Fuse MLP in attention mechanism
Due to https://github.com/facebookresearch/xformers/issues/286 we cannot currently fuse the bias/gelu/activation into a single kernel using triton. This means we're just use a standard MLP and are probably taking a perf hit.
In megatron deepspeed, they use a torch scripted GeLU/Bias function with additional flags to fuse the operation: https://github.com/bigscience-workshop/Megatron-DeepSpeed/blob/master/megatron/model/fused_bias_gelu.py
I haven't managed to get this to work, as the global settings in this file cause the xFormers rotary embeddings to fail: https://github.com/facebookresearch/xformers/blob/bcb707576c6a80eaf850aa80e8643d3497ec2bc4/xformers/components/positional_embedding/rotary.py#L21
Combining this scripted function with standard Linear operations + Dropout may give us a slight performance boost.
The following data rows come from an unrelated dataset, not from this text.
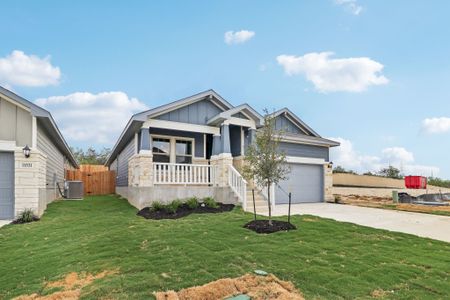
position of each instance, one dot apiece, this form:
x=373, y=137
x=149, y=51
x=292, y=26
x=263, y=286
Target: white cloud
x=346, y=156
x=97, y=119
x=436, y=125
x=397, y=155
x=354, y=74
x=20, y=69
x=350, y=5
x=238, y=37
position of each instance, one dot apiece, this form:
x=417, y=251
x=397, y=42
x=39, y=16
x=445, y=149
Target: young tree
x=265, y=164
x=91, y=156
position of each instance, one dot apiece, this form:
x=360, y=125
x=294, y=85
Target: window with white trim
x=172, y=150
x=183, y=150
x=161, y=150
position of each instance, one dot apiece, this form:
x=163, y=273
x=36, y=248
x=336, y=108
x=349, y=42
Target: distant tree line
x=91, y=156
x=393, y=172
x=439, y=182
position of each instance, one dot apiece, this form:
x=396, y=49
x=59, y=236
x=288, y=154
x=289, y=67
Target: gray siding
x=302, y=150
x=283, y=123
x=198, y=137
x=15, y=123
x=240, y=115
x=122, y=163
x=195, y=113
x=55, y=159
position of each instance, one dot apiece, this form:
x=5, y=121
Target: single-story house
x=195, y=147
x=33, y=156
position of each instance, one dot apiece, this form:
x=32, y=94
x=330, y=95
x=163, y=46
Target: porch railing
x=238, y=185
x=185, y=174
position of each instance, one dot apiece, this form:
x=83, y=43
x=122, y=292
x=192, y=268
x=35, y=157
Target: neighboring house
x=29, y=182
x=195, y=147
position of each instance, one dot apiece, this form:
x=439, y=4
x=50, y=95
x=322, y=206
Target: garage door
x=6, y=186
x=305, y=183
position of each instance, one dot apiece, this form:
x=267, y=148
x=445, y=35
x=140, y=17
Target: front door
x=6, y=186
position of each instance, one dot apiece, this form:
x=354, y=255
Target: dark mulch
x=262, y=226
x=19, y=221
x=183, y=211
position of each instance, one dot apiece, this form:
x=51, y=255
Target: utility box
x=74, y=190
x=415, y=182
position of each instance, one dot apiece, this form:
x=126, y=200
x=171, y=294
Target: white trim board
x=173, y=139
x=7, y=145
x=305, y=160
x=240, y=122
x=181, y=126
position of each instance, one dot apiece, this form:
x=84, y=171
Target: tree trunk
x=254, y=204
x=268, y=201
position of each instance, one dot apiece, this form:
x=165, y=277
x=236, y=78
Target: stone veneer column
x=140, y=170
x=328, y=182
x=29, y=176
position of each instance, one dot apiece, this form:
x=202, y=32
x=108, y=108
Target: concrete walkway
x=424, y=225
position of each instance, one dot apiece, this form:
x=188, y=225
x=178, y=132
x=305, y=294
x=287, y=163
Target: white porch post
x=222, y=159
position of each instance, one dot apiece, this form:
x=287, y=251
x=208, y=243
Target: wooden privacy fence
x=95, y=182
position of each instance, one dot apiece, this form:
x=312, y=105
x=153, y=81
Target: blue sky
x=371, y=74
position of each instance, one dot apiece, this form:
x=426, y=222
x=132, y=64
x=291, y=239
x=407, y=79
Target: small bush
x=192, y=203
x=156, y=206
x=210, y=202
x=173, y=206
x=26, y=216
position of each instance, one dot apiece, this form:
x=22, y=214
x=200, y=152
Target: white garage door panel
x=6, y=186
x=305, y=183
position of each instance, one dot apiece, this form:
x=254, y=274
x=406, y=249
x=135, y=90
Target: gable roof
x=137, y=120
x=46, y=120
x=228, y=110
x=296, y=121
x=244, y=108
x=211, y=95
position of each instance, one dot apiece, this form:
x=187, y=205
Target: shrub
x=26, y=216
x=192, y=203
x=210, y=202
x=173, y=206
x=156, y=206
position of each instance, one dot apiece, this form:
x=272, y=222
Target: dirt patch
x=379, y=293
x=263, y=226
x=254, y=286
x=386, y=202
x=70, y=286
x=183, y=211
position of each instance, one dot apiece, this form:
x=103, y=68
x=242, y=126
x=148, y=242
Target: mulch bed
x=19, y=221
x=183, y=211
x=262, y=226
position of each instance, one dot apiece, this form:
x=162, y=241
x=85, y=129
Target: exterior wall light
x=26, y=151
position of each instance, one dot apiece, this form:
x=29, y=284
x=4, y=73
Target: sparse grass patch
x=325, y=259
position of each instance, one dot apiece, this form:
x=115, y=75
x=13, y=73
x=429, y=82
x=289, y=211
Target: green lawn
x=325, y=259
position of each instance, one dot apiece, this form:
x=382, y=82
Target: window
x=161, y=150
x=171, y=150
x=183, y=150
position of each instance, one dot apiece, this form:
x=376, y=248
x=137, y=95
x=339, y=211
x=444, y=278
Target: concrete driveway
x=424, y=225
Waiting for triton dropout support in BF16 seems like it might take some while (I think related https://github.com/openai/triton/pull/431)
cc @blefaudeux
This may also be a viable solution: https://github.com/facebookresearch/xformers/pull/352
I tried this briefly but ran into errors based on the ZeRO 3 hooks. Going to re-try to see if I can get this to work!